E6B Flight Computer — full E6B flight planning on your wrist (free to try)

Hey everyone — I've been working on E6B Flight Computer, a Connect IQ app that puts E6B-style flight planning calculations on a Garmin watch, and I'd really like feedback from people who actually fly before I keep iterating on it.

The idea: enter whatever values you know and it auto-solves the rest (wind correction, ground speed, fuel, climb/descent, holding pattern entry, etc.) — basically the calculations you'd normally run on a physical E6B or a phone app, but on your wrist.

A few things I'm genuinely unsure about and would love opinions on:
- Is this actually useful in practice, or is a watch the wrong form factor for E6B work?
- Which calculations matter most to you — did I miss anything important, or include things nobody actually uses?
- Any UX pain points if you try it? Long-press on a field gets you a plain-language explanation, but I don't know if that's discoverable enough.
- Anything that feels off for how a CFI would want to use this with a student, versus solo cross-country planning?

It runs on Garmin watches across round, square, and rectangular screens (Fenix, Epix, D2, Venu, Forerunner, Venu Sq, and more), Airspeed is free to try with no purchase, and the rest unlocks with a one-time payment if it turns out to be useful to you.

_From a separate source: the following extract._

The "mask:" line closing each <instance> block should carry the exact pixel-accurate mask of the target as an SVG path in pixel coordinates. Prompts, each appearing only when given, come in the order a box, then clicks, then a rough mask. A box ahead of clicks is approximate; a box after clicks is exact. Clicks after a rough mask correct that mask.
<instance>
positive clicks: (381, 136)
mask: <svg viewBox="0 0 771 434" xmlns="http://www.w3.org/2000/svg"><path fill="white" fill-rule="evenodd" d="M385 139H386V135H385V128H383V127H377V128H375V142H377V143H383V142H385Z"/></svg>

Not trying to make this a sales pitch — genuinely want to know if I've built something that holds up against how you actually fly, and what's worth fixing.

Link if you want to poke at it: marcosandres12.gumroad.com/l/fqqbox

Appreciate any thoughts, even blunt ones.

  • You may want to check App Approval exceptions:

     App Approval Exceptions 

    Aviation

    Aviation-specific apps (excluding aviation-themed Watch Faces) must include the following disclaimer at the top of their app description:

    WARNING: The app is intended only as an in-flight aid and should not be used as a primary information source. If the app contains a barometric altimeter, it will not function in a pressurized aircraft and should not be used in a pressurized aircraft.